Soft Turns is the collaborative effort of artists Sarah Jane Gorlitz and Wojciech Olejnik. Currently based in Toronto, Canada, they have been collaborating on video installation and stop-motion animation since 2006. The idea of an encounter with something, as an ever-changing space between the foreign and the familiar, the accessible and inaccessible, is a central theme of their practice. Their collaborations employ found objects, common, easily available materials (i.e. paper and plywood), D.I.Y. methods, and experimentation as much as intuition to make stop-motion animations and installations that invite viewers into an active encounter with a narrative, subject or space.

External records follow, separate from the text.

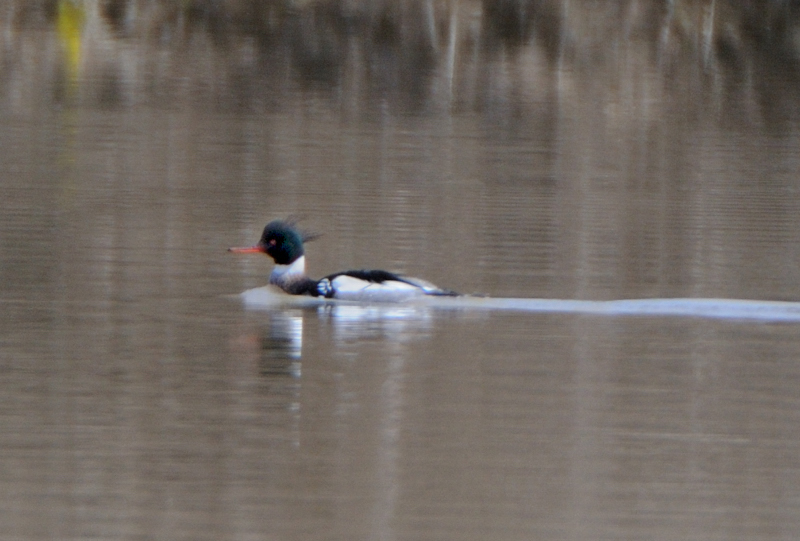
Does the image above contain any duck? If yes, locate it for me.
[228,220,459,301]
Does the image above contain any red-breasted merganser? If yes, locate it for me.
[228,220,458,300]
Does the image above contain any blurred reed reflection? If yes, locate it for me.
[0,0,800,118]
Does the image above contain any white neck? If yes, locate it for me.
[269,255,306,285]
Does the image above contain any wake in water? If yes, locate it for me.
[241,286,800,323]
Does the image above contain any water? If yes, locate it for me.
[0,2,800,540]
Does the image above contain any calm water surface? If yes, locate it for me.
[0,2,800,540]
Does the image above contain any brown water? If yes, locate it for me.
[0,2,800,541]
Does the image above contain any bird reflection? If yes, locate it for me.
[259,310,303,378]
[253,304,433,378]
[318,303,433,344]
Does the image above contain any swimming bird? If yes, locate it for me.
[228,220,458,301]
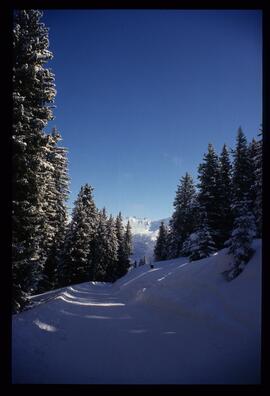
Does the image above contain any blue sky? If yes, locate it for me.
[42,10,262,219]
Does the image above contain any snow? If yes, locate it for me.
[12,240,261,384]
[123,216,170,262]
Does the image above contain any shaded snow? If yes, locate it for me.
[12,240,261,384]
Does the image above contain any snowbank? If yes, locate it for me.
[12,240,261,384]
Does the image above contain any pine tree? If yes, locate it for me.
[248,138,258,213]
[198,144,223,247]
[116,212,130,278]
[60,184,98,286]
[154,221,168,261]
[219,144,233,244]
[91,208,109,281]
[168,173,196,258]
[232,127,252,209]
[223,200,256,280]
[124,220,132,261]
[106,216,119,282]
[187,212,216,261]
[254,130,263,238]
[12,10,56,312]
[38,129,69,292]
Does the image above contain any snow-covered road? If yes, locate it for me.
[12,241,261,384]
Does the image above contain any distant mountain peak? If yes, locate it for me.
[123,216,170,261]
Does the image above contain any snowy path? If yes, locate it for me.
[13,243,260,384]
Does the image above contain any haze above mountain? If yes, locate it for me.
[123,216,170,262]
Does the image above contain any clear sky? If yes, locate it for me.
[42,10,262,220]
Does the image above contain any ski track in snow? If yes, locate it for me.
[12,240,261,384]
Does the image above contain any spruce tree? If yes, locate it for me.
[38,128,69,292]
[198,144,223,247]
[91,208,109,282]
[218,144,233,244]
[254,130,263,238]
[168,173,196,258]
[124,220,132,267]
[154,221,168,261]
[106,215,119,282]
[12,10,56,312]
[60,184,98,286]
[187,212,216,261]
[232,127,252,210]
[223,200,256,280]
[116,212,129,278]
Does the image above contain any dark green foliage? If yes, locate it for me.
[183,212,216,261]
[224,200,256,280]
[232,127,252,209]
[61,184,98,285]
[154,221,168,261]
[12,10,56,312]
[170,173,196,258]
[218,144,233,247]
[198,144,223,247]
[113,212,132,278]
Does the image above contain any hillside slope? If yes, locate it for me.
[12,240,261,384]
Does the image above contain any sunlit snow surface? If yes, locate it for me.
[12,240,261,384]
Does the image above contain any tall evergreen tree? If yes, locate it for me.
[167,173,196,258]
[38,129,69,292]
[154,221,168,261]
[116,212,129,278]
[106,216,119,282]
[124,220,132,267]
[183,212,216,261]
[219,144,233,244]
[254,130,263,238]
[12,10,56,312]
[60,184,98,286]
[91,208,109,281]
[198,144,223,247]
[224,200,256,280]
[232,127,252,212]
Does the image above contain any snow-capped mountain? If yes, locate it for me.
[123,216,170,262]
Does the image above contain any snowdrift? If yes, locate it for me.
[12,240,261,384]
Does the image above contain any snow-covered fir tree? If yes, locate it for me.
[170,173,196,258]
[154,221,168,261]
[60,184,98,286]
[106,215,119,282]
[116,212,130,278]
[12,10,56,312]
[219,144,233,244]
[198,144,223,247]
[182,212,216,261]
[124,221,132,268]
[254,130,263,238]
[224,200,256,280]
[38,128,69,292]
[91,208,109,281]
[232,127,253,212]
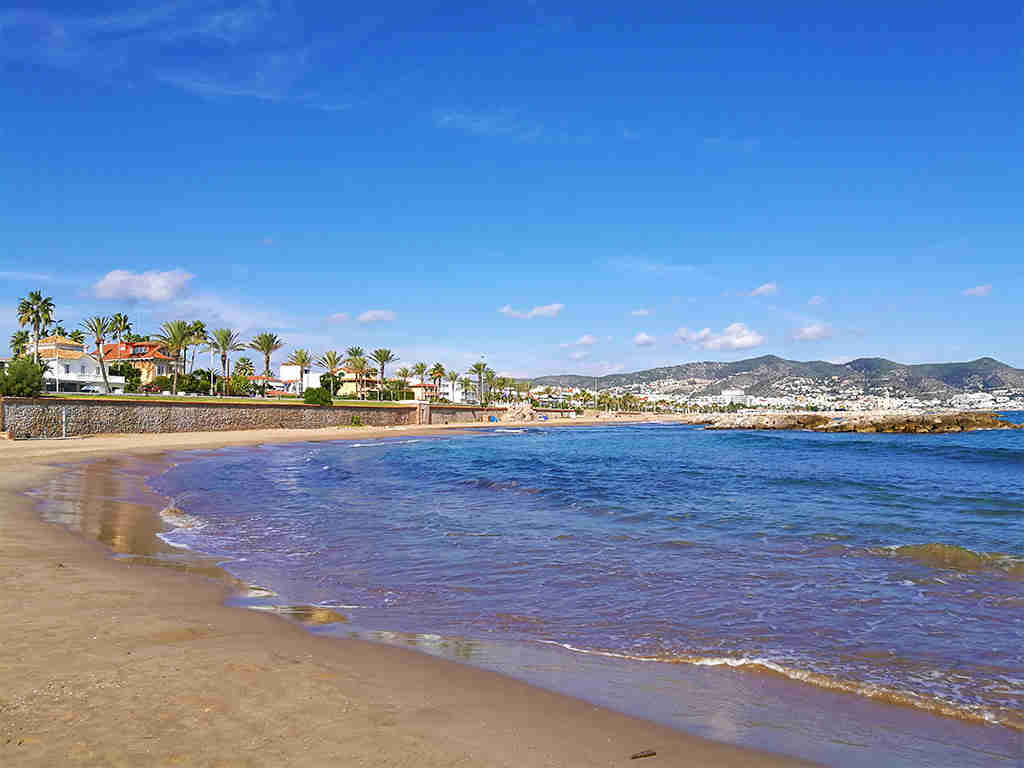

Wojciech (MFA University of Waterloo 2002) and Sarah Jane (MFA Malmö Art Academy 2011) have received support from the Swedish Edstrand Foundation, as well as numerous grants from the Toronto, Ontario, and Canada Arts Councils; including the Joseph S. Stauffer Prize in 2008 and a 2013 CCA Paris Residency. In 2011 they were featured in the Fall issue of Canadian Art. They have exhibited frequently in Canada and internationally; having recent solo exhibitions at YYZ (Toronto), Southern Exposure (San Fransisco), Foundation 3,14 (Bergen), Skånes konstförening (Malmö) and Greusslich Contemporary (Berlin), and significant group exhibitions such as SESC_Videobrasil 18th and 17th International Contemporary Art Festival (São Paulo), Now&After '12, Museum of Modern Art (Moscow), Interaccess (Toronto), Dortmund Bodega (Oslo), Soap Factory (Minneapolis), and in early 2014, Oakville Galleries (Oakville).